Way back in the sepia-toned era, a Jewish couple owned a store up Georgia Avenue called Colony Flower Shop. In 2015, on the very same street, their grandson Max Zuckerman opened Colony Club, a coffee shop/bar/gathering space. Max, unsurprisingly, has a pretty deep local Jewish pedigree. His parents were raised here, and he went preschool at Adas and later attended JPDS. After leaving the DMV for college, he returned to take up residence on the flourishing H Street Corridor, and even had a stint working at Sixth & I. At home, his parents cooked the traditional Ashkenaz delights, making sure the family came together at mealtimes. That is, of course, after a round of competitive ping-pong.

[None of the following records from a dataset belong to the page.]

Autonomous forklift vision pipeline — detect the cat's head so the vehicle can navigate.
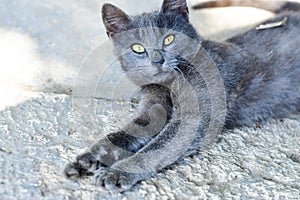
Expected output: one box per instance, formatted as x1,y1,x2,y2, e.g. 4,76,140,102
101,0,200,86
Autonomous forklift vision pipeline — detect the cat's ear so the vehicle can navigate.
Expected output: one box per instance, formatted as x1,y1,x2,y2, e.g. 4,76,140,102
161,0,189,20
101,3,131,37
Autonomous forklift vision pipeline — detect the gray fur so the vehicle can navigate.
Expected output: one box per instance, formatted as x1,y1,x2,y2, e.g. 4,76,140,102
65,0,300,191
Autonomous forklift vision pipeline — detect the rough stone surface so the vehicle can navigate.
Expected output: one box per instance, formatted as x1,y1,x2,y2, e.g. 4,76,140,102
0,0,299,199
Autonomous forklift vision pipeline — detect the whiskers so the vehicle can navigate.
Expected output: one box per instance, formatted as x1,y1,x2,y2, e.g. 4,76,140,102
173,61,194,78
174,66,185,78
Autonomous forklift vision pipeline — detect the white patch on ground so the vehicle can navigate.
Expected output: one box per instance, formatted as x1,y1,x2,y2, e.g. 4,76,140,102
0,28,77,110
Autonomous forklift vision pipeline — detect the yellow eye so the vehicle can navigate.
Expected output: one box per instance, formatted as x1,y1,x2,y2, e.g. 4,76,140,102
164,34,175,46
131,44,145,54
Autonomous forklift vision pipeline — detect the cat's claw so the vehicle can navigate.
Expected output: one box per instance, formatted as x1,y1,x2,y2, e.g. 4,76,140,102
94,169,139,191
64,152,99,178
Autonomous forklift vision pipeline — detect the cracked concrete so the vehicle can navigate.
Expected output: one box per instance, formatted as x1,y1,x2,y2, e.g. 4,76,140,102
0,0,299,199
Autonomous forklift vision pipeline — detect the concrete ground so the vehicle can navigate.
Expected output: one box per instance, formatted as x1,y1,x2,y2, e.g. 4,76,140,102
0,0,299,199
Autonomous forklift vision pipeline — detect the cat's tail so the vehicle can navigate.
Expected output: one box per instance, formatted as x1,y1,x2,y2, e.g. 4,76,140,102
192,0,300,14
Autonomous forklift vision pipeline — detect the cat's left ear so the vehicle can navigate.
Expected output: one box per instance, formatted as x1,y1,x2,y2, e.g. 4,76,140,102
101,3,131,38
161,0,189,20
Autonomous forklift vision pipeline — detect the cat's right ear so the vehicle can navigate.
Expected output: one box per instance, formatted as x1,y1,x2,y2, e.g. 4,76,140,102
161,0,189,20
101,3,131,38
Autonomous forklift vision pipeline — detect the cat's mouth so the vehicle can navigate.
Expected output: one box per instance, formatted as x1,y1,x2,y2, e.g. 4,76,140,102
153,64,178,76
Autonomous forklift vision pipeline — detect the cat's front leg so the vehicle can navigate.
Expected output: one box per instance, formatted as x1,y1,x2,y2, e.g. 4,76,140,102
65,114,168,179
94,116,205,191
91,79,213,191
64,133,137,179
64,133,161,180
64,85,173,179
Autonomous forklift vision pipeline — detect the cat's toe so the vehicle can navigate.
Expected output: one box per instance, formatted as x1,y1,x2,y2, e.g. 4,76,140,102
94,169,134,191
76,152,98,170
64,152,99,178
64,162,81,178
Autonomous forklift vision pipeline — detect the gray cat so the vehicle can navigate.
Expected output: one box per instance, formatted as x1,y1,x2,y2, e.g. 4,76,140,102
64,0,300,191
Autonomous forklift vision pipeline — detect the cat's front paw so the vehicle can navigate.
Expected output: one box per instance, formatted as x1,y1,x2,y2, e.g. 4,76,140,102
64,152,99,178
94,168,143,191
64,136,126,179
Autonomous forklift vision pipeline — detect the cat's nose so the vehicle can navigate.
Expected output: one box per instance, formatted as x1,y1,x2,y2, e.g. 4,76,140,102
150,49,165,65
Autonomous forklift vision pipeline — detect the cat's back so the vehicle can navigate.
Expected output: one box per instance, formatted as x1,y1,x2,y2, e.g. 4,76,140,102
228,12,300,65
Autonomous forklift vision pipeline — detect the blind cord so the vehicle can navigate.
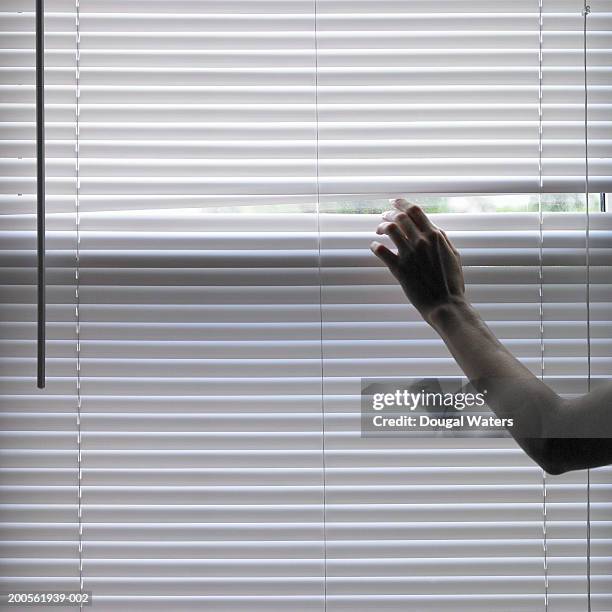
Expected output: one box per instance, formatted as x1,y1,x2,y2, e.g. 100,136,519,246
313,1,328,608
537,1,548,605
35,0,46,389
582,2,592,610
74,0,84,606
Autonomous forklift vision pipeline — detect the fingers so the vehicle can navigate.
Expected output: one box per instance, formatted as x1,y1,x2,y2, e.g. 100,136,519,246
377,199,460,261
376,221,409,252
370,241,398,270
381,209,420,243
392,198,437,233
391,198,412,212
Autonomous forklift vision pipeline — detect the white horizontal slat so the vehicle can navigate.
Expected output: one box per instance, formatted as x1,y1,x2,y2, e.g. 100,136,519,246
1,338,609,359
2,534,606,558
2,32,610,53
9,519,605,541
4,321,609,342
1,13,594,33
4,49,612,69
2,283,608,305
2,84,610,105
3,157,612,182
0,211,599,230
1,357,609,378
0,297,606,317
4,140,612,162
5,0,611,14
1,554,609,578
3,501,611,523
0,575,595,596
4,211,610,231
3,0,611,13
2,251,612,270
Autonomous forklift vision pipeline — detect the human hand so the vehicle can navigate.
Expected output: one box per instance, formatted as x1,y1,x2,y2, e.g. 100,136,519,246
370,198,467,325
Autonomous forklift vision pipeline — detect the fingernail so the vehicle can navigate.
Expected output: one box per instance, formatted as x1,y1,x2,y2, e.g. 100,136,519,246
370,241,380,251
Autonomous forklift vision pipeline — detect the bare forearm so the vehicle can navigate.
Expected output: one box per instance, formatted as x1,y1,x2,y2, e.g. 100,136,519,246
429,299,541,382
428,299,565,472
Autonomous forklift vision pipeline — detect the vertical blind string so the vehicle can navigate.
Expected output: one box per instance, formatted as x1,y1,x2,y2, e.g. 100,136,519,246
74,0,84,607
582,2,592,610
313,0,328,609
537,1,548,608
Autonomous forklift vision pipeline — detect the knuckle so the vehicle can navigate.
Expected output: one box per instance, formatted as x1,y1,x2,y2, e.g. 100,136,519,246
397,249,411,263
407,204,422,215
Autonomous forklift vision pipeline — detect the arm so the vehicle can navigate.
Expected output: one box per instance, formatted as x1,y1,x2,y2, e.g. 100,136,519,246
371,199,612,474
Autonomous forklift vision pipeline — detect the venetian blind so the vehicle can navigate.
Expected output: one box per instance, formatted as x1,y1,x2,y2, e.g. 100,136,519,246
0,1,611,611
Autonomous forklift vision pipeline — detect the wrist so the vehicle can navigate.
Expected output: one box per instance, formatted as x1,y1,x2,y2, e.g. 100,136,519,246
426,297,475,332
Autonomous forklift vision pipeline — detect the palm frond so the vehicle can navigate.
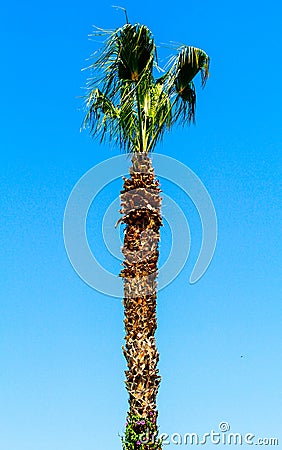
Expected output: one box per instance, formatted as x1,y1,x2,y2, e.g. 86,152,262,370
82,88,121,146
175,46,210,89
117,24,155,81
145,83,172,151
86,23,156,100
156,45,209,125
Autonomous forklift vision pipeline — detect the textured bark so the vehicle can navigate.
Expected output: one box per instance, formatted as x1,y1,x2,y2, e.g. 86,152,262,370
120,153,162,448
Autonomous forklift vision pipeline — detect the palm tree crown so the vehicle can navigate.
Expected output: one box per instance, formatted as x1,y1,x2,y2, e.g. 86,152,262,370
83,23,210,153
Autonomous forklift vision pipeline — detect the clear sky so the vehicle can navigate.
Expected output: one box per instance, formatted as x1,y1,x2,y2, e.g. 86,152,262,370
1,0,281,449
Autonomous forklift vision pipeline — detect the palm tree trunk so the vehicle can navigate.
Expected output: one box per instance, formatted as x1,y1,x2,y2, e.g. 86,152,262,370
120,153,162,449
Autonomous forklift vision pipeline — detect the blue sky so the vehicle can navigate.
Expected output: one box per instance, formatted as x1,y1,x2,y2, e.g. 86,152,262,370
1,0,281,449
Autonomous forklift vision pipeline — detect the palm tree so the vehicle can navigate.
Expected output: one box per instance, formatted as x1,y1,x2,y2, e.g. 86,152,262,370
83,19,209,450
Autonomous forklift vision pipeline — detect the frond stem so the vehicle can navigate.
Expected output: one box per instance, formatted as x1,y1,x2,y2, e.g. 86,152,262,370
146,96,178,153
135,82,144,152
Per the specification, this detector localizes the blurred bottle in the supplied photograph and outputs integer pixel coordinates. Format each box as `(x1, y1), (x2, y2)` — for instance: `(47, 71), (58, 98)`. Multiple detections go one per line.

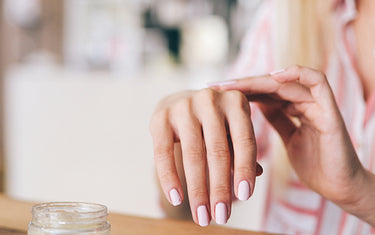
(144, 0), (229, 68)
(4, 0), (41, 29)
(180, 15), (228, 70)
(64, 0), (143, 77)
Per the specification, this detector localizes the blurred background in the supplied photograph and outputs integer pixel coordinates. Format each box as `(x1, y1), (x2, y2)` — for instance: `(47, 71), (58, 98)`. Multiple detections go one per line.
(0, 0), (268, 231)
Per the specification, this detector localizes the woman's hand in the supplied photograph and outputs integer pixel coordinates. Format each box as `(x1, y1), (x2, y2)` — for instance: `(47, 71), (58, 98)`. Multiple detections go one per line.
(149, 89), (261, 226)
(212, 65), (375, 225)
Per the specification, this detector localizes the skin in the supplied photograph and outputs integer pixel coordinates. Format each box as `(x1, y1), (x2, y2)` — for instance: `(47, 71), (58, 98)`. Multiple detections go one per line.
(150, 88), (260, 225)
(150, 0), (375, 227)
(150, 66), (375, 227)
(215, 67), (375, 226)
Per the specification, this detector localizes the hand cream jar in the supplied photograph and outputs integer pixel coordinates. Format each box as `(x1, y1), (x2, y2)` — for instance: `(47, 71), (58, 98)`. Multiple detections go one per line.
(28, 202), (111, 235)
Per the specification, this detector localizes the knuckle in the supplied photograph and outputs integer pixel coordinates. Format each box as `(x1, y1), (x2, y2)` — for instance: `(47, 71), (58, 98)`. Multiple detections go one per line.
(154, 149), (173, 162)
(149, 110), (169, 132)
(189, 186), (207, 200)
(208, 142), (230, 159)
(296, 66), (327, 82)
(213, 185), (231, 197)
(173, 97), (193, 114)
(236, 166), (254, 177)
(303, 68), (326, 80)
(315, 70), (326, 77)
(158, 170), (175, 185)
(291, 65), (329, 85)
(236, 136), (257, 148)
(224, 90), (248, 108)
(198, 88), (217, 99)
(184, 148), (204, 162)
(225, 90), (245, 101)
(315, 71), (328, 82)
(195, 88), (218, 107)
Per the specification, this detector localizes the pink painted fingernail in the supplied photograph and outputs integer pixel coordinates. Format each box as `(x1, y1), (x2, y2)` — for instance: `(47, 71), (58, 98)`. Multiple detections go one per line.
(270, 69), (285, 75)
(207, 80), (237, 87)
(238, 180), (251, 201)
(215, 203), (228, 225)
(197, 205), (210, 227)
(169, 189), (182, 206)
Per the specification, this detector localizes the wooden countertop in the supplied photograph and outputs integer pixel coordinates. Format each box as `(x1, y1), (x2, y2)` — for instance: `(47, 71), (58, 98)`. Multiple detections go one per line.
(0, 194), (271, 235)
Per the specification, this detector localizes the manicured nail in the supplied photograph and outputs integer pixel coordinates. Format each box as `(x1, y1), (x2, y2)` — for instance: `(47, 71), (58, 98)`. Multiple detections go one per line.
(215, 203), (228, 225)
(197, 205), (210, 227)
(238, 180), (251, 201)
(169, 189), (182, 206)
(207, 80), (237, 87)
(270, 69), (285, 75)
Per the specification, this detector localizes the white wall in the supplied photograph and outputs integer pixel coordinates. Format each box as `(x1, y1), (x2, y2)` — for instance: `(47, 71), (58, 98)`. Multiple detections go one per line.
(4, 63), (267, 231)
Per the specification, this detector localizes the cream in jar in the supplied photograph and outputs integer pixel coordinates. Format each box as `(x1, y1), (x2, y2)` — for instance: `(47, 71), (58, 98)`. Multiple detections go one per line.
(28, 202), (111, 235)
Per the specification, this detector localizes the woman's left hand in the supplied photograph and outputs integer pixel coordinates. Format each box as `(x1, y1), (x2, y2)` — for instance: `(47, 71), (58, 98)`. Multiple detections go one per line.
(211, 65), (375, 225)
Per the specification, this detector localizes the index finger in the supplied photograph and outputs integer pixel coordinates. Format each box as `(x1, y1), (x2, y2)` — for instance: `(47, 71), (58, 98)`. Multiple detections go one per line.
(269, 66), (337, 108)
(208, 75), (314, 104)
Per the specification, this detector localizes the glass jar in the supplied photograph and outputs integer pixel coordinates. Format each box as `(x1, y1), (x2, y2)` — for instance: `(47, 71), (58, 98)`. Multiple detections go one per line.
(28, 202), (111, 235)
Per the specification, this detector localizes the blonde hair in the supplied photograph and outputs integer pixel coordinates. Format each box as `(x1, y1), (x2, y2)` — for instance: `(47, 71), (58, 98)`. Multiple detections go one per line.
(274, 0), (332, 69)
(271, 0), (334, 195)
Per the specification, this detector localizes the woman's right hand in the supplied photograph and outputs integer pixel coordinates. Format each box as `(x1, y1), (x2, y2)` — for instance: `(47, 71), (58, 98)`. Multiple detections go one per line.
(149, 89), (260, 226)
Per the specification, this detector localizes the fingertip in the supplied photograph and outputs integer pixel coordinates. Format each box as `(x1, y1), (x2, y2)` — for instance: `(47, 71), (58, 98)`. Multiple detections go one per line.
(197, 205), (211, 227)
(215, 202), (228, 225)
(169, 188), (182, 206)
(237, 180), (252, 201)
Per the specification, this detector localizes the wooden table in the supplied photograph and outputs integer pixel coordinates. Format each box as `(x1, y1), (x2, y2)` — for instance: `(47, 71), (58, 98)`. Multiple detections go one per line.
(0, 194), (270, 235)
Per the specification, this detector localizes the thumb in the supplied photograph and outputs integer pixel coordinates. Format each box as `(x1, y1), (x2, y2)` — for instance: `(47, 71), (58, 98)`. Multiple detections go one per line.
(257, 103), (297, 145)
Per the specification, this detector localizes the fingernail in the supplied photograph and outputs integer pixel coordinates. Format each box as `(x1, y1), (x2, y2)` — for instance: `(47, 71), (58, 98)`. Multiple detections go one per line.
(270, 69), (285, 75)
(215, 203), (228, 225)
(197, 205), (210, 227)
(238, 180), (251, 201)
(169, 189), (182, 206)
(207, 80), (237, 87)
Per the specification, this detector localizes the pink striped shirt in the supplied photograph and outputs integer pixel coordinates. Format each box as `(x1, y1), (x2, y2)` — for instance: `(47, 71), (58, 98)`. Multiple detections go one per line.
(230, 0), (375, 234)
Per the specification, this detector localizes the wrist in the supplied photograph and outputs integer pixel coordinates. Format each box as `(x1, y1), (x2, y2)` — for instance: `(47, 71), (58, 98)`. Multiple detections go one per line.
(340, 169), (375, 226)
(361, 171), (375, 225)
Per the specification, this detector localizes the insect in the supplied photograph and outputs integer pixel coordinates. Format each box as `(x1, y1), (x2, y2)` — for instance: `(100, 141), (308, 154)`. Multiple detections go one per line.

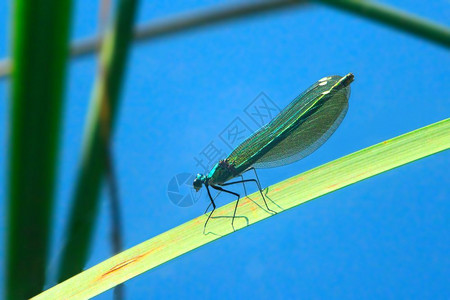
(194, 73), (354, 230)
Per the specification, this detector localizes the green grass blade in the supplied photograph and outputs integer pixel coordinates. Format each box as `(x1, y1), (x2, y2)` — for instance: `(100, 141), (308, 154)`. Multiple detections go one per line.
(6, 1), (72, 299)
(34, 118), (449, 299)
(317, 0), (450, 48)
(56, 0), (139, 283)
(43, 0), (450, 53)
(2, 0), (450, 79)
(0, 0), (306, 79)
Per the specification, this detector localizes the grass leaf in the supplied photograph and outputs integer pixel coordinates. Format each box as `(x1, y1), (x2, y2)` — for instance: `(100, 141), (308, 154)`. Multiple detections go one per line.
(34, 118), (449, 299)
(2, 0), (450, 79)
(317, 0), (450, 48)
(56, 0), (139, 283)
(6, 1), (72, 299)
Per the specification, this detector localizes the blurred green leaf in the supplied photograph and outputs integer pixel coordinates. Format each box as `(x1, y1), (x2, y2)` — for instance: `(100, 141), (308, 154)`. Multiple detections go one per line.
(318, 0), (450, 48)
(2, 0), (450, 79)
(6, 1), (72, 299)
(35, 118), (449, 299)
(56, 0), (140, 283)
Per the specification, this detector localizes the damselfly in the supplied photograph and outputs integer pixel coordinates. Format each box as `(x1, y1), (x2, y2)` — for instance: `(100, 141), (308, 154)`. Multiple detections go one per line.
(194, 73), (354, 229)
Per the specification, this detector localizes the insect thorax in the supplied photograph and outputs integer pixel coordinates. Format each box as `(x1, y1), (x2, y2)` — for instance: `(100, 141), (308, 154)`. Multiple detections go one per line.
(207, 159), (238, 185)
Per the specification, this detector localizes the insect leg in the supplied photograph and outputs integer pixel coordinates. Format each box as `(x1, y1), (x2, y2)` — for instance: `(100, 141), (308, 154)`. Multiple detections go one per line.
(240, 175), (248, 196)
(221, 179), (258, 186)
(222, 176), (275, 214)
(210, 185), (240, 230)
(204, 190), (222, 214)
(204, 185), (216, 230)
(204, 202), (212, 214)
(250, 167), (276, 213)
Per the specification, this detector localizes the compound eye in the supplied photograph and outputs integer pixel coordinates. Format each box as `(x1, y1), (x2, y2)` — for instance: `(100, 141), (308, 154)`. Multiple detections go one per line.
(193, 178), (203, 191)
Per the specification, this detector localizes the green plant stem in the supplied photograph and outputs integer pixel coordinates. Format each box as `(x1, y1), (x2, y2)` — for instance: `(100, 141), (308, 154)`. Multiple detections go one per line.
(2, 0), (449, 79)
(34, 118), (449, 299)
(317, 0), (450, 48)
(56, 0), (139, 283)
(7, 1), (72, 299)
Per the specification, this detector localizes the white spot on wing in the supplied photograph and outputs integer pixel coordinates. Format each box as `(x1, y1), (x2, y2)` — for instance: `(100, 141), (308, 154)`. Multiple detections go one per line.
(319, 81), (327, 86)
(322, 90), (330, 95)
(319, 76), (331, 82)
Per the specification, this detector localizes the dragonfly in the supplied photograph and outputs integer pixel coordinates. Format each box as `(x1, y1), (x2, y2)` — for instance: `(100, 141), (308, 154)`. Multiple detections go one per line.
(194, 73), (354, 230)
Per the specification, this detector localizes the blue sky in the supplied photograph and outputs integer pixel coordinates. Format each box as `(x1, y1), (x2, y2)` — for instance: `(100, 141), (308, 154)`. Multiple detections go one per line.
(1, 1), (449, 299)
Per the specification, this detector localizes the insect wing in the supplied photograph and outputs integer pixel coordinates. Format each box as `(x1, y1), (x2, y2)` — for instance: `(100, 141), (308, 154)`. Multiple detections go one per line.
(253, 85), (349, 168)
(228, 75), (350, 169)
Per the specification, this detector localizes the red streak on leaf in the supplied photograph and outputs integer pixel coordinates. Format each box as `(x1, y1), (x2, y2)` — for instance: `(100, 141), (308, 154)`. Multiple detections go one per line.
(328, 183), (338, 189)
(100, 256), (141, 279)
(99, 245), (163, 280)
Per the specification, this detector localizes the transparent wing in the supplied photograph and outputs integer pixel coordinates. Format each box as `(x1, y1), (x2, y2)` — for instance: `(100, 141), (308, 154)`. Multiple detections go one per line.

Though Max never got the cooking bug, he did get smitten with home chemistry—beer and coffee, to be exact. Over in that H Street house, he dabbled in homebrew beer and fell in love with espresso creations. In its yard, there was a permanent table-tennis setup. “I had this dream of making a ping-pong and espresso club with my roommates,” he tells us. They’d invite over neighbors, play a round and have a couple drinks.

A few pong sessions later, and a dream was born. His Wiseman cousins (of DGS fame) aided with the business plan, his brother assisted in securing the space and other family members came in to help with interior design and construction. In fact, on the day of my visit, Max was hosting a birthday party for his mother Rudy, complete with specialty cocktails and a balloon man. Talk about family support.

Colony Club owner Max Zuckerman and his mother Rudy (photo by Evan Caplan)

Colony Club owner Max Zuckerman and his mother Rudy (photo by Evan Caplan)

As for the Georgia Avenue location, “We felt a connection to the neighborhood, given the flower shop my grandparents ran. But also, one of the main goals of this place is to serve as a community meeting place. We didn’t want to open in an area that already had a bunch of food/beverage options. We wanted to offer an amenity to the neighborhood, and we want people to feel like this is their home away from home.” In effect, a clubhouse.

And Colony Club excels in emitting that neighborhood vibe. Tables up front play host to skinny-jeaned types attached to laptops, while the long wooden bar under exposed ceiling steel beams is much livelier, and the communal couches and back patio provide relaxed gathering spaces.

The menu is simple and short (there’s no kitchen to speak of) and entirely chef-driven, curated to match the environment. It’s at once accessible to the person who wants a quick beer, but also has the depth to interest the patron who wants to chat with the barista and spend time savoring her drink. The food—cheese, fish, charcuterie—is sliced and served on the spot, impeccably plated. These smoked, dried and cured foods offer up something of a nod to the Old Country and Max’s roots. While grandma likely ate smoked fish with rye, she probably didn’t do it from an international package graced with beautiful artwork, nor did she eat it on a wooden board accompanied by caraway seed-flecked flatbread, butter, lemon and herbs. And certainly not paired with local beers, wines from family-owned vineyards and handmade potato chips from a California father-son duo.

A cheese and snack plate (photo by Evan Caplan)

A cheese and snack plate (photo by Evan Caplan)

Mornings mean baked goods like scones, biscuits and, our favorite, rugelach. Of course, the shining star is the coffee program at the brew bar. Choose from AeroPress, Kalita or Chemex pour-overs for your third-wave coffee fix. Add a splash of small-batch milk from Five Acre Farms (dairy-free options available!), and that’s simply Colony in a cup.

“Our objective of creating a neighborhood gathering space could be described as a Jewish one,” Max says. “I think there’s a connection between the concept of Shabbat—taking time out of your normal routine to pause and reflect and enjoy time with loved ones—and the concept of the coffee break. That moment of slowness is really valuable, be it a five-minute espresso or a Shabbat dinner.” And maybe a game of ping-pong with your friends.

Colony Club, 202-722-7202, 3118 Georgia Ave NW, Washington, DC, Monday–Thursday 7 am–11 pm, Friday 7 am–12 am, Saturday 8 am–12 am, Sunday 8 am–5 pm.